3 Questions

3 Questions With Poet Arthur Sze

Surely you’ve heard tell of Santa Fe poet Arthur Sze? Why, he’s one of the most prolific and appreciated poets of his time with nearly a dozen books under his belt, a slew of accolades and, most recently, a spot as one of the winners of the 2022 Ruth Lilly Poetry Prize—an honor celebrating lifetime achievement that comes with a $100,000 gift. In other words, Sze knows words and he knows the human condition. That’s why we thought it would be kind of fun to bug him about his work, his prestigious prize win and what happens now for such a celebrated wordsmith. This interview has been edited for length and clarity.

What have the last few years been for a creative type such as yourself?

Obviously, because of COVID, the normal social interactions have been disrupted and reconfigured. In my case, it has made me go out into nature more. I’m living on Upper Canyon [Road] and I’m part of the Acequia del Llano Association, a kind of collective where everyone cleans their section of the ditch, so even at a distance, people have been working together. Of course, I can write in my studio at any time, so I’m not as affected by COVID, but it has pushed me out more into nature. I’d been traveling a lot, so staying put made me pay greater attention to what’s right around me, which is really wonderful. But that’s one of the things poetry does—one thing it can do is awaken the reader to miracles that are right at hand. Not traveling across the country doing readings, but just getting up and walking, hunting mushrooms, working with the aceuqia...has made me look inward more deeply and attentively.

With a prize like this that accentuates lifetime achievement, how do you feel it punctuates your career? Is it a semicolon?

I think the semicolon is a nice way of expressing it. On the one hand, I’m grateful to receive the award. It’s coming a year after The Glass Constellation, which is my 11th book and it collects all of my poetry after 50 years of writing. It is wonderful to achieve this, but I also feel, in addition to the excitement, a strong sense of responsibility to continue to evolve, to continue to grow. There’s this sense for me that I can’t ever stand still and say, ‘Look at what I’ve done.’ I want to keep writing and growing and creating. This is great up to now, what can I do next, how can I continue to evolve?

For me, one of the great things is I’m really as excited about writing today as I was 50 years ago when I started out. When I’m writing early in the morning, anything can happen on the blank page. I feel like I’m continually discovering.

Interestingly, most of my best poems in my experience, when I finish them, I feel a sense of exhaustion. I’ll think I’ve done everything I can do and if I keep going, I’m just going to muck it up. I have to let it go. That’s a really good sign. In my early years, I would have elation. Now I know that’s a bad sign, that you’re stepping out of the process too soon…you’re already evaluating. But it’s never perfect, it’s never complete, I let it go.
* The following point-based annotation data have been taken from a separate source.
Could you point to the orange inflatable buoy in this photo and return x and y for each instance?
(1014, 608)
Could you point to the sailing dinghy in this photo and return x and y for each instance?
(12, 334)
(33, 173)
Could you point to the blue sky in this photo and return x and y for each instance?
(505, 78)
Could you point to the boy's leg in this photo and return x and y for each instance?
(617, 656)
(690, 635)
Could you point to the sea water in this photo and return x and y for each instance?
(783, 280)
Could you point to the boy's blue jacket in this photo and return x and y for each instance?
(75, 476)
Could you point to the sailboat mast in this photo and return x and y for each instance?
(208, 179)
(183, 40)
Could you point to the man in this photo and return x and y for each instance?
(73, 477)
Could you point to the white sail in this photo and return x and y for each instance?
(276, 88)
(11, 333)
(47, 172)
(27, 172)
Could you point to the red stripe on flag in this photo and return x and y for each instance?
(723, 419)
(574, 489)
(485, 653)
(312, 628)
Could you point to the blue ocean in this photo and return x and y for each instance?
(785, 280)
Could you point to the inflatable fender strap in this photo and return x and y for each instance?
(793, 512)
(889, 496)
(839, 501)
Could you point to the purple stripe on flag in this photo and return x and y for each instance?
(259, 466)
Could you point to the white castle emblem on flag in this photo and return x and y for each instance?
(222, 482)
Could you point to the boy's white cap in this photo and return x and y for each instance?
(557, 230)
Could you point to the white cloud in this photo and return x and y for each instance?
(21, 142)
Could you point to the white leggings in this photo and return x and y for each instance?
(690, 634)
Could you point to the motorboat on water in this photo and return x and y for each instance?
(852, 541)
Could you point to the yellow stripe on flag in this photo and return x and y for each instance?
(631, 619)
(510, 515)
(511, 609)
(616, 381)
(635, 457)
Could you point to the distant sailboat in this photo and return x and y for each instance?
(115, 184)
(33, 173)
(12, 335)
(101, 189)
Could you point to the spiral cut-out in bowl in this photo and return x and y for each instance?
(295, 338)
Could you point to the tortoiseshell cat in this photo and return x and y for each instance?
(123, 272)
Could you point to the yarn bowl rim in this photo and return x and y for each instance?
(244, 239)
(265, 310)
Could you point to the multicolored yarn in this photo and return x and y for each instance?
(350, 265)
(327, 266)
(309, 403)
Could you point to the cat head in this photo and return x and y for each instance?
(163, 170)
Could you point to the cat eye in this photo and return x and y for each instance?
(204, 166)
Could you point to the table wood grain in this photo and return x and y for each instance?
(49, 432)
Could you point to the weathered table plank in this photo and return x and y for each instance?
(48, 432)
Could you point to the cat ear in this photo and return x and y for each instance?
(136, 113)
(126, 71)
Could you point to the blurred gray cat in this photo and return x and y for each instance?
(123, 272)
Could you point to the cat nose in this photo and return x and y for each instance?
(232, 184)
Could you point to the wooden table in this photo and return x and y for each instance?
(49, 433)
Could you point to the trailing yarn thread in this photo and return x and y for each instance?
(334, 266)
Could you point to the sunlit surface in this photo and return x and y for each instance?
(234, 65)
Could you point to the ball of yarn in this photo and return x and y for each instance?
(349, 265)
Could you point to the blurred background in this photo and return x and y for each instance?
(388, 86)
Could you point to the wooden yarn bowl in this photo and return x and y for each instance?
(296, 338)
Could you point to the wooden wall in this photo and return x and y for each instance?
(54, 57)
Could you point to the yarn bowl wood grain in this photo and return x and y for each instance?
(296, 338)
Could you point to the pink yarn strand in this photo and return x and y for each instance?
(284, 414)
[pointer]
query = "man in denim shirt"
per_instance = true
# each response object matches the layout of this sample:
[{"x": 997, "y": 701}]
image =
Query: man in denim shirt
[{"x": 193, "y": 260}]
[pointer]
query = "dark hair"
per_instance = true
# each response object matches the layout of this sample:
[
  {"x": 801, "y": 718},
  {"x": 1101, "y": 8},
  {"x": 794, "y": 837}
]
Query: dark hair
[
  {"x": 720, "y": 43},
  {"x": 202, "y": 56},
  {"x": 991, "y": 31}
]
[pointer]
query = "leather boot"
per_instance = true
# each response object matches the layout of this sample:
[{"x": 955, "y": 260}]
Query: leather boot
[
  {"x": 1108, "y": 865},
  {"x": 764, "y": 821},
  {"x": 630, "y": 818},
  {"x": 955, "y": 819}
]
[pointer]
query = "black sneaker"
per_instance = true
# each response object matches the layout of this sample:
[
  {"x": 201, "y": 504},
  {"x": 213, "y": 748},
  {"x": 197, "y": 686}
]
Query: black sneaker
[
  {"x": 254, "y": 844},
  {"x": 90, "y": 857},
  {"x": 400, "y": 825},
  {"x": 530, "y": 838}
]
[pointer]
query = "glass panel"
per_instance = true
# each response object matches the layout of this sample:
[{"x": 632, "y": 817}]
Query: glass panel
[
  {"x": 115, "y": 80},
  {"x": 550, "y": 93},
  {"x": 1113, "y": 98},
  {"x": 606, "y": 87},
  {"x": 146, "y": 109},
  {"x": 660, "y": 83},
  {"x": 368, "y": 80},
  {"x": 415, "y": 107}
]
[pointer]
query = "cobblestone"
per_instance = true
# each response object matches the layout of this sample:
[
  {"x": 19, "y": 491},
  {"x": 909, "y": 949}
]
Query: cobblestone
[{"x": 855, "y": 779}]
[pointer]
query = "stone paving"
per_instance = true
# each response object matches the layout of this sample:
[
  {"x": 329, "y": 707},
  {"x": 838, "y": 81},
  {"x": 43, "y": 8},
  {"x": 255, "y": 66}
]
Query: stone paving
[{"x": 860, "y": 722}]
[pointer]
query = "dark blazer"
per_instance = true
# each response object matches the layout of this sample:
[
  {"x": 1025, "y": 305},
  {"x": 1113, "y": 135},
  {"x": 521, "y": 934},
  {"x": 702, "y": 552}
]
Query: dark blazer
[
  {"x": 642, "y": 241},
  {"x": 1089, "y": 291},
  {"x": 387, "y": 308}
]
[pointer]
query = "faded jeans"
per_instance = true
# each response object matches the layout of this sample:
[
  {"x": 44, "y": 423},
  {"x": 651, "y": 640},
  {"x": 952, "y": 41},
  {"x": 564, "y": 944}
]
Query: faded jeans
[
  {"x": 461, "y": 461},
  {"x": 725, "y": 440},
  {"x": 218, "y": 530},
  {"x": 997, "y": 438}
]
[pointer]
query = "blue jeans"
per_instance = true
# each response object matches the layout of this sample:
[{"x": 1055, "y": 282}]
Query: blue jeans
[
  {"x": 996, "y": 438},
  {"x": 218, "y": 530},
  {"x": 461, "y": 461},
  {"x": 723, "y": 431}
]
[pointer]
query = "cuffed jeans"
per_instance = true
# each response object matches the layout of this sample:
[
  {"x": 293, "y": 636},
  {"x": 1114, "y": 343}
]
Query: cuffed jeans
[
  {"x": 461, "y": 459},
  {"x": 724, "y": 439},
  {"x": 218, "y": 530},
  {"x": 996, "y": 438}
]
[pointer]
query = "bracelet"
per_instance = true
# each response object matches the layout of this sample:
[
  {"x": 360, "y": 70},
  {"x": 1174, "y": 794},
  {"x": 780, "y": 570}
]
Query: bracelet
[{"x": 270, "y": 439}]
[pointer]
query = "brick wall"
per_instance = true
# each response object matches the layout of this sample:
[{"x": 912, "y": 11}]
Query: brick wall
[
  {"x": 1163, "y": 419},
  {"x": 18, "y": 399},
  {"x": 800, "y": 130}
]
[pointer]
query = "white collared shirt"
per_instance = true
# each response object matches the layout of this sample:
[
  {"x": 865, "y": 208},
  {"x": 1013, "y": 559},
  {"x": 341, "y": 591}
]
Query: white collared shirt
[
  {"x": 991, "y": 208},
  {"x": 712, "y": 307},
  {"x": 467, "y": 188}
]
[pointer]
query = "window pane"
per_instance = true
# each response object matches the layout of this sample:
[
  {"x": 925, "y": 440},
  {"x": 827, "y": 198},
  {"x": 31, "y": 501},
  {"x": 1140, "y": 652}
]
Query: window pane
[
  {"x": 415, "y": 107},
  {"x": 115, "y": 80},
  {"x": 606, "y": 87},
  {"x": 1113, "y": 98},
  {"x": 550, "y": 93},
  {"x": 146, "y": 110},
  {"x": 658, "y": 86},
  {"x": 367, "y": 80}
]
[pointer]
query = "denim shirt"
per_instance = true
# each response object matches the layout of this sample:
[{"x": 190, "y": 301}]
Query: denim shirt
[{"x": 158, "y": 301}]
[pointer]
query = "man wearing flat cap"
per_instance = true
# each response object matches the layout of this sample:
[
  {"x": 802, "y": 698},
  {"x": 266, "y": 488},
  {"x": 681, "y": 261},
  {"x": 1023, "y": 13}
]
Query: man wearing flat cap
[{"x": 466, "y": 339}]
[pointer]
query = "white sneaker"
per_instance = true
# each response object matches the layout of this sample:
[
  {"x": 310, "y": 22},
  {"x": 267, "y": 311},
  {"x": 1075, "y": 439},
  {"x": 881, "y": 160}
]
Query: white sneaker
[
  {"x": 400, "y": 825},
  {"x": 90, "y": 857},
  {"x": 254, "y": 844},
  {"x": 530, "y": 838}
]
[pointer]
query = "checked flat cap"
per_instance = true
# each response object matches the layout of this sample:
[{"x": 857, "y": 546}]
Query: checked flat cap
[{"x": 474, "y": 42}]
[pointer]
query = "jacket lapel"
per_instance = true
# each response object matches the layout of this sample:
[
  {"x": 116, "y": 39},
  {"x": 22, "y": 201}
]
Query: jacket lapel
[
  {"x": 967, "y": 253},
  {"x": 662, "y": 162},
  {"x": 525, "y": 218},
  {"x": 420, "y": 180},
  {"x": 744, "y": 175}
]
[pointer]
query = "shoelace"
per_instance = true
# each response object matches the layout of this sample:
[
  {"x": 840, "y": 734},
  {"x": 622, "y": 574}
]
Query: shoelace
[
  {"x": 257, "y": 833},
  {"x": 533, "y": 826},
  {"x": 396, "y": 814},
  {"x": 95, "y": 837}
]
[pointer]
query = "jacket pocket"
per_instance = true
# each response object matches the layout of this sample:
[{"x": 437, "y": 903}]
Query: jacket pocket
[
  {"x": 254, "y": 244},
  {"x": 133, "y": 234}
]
Part of that which is imperfect is what keeps the writer going.

Poetry seems a solitary pursuit. Do you find yourself amped up after gallivanting with a cohort of peers like you did recently at the awarding of the Ruth Lilly Prize?

I mean, writing is solitary, obviously, and [when I was teaching] I used to tell my students it’s the terror of the blank page. It doesn’t matter what you’ve done before—you’re facing a blank page and you have to create from scratch, and there’s a sense of terror to that. It is solitary, and I have to go into the deepest part of myself; I have to think of a poem as language at its most intense and essential and putting the most emotional torque behind the language I can. On the other hand, all artists come together—the painter in the studio, the poet writing, the composer. It’s collaborative work in the sense that we’re trying to make our small contribution to the culture.

When I meet other poets, there is oftentimes a sense of camaraderie. They...know what it’s like working so many arduous hours writing. That can be fun, but...the spark might be just walking in the street and seeing something, witnessing something, hearing something—thinking there’s a musical phrase to that image; an incident I’ve witnessed. Talking with other artists is fun, but I don’t feel like I can’t wait to write off of something like that. My ritual is to make a Thermos of coffee in the evening and to write first thing in the morning—it’s early, 5 to 7, when I’m not fully awake, when I’m still in dreamtime. I can’t be too intellectual, I don’t quite know what’s going on. That’s my most fertile period, and I need to give myself that window every day. Some mornings, nothing will happen, and that’s OK. Others, that two hours has flown by. I’m giving myself that space each morning.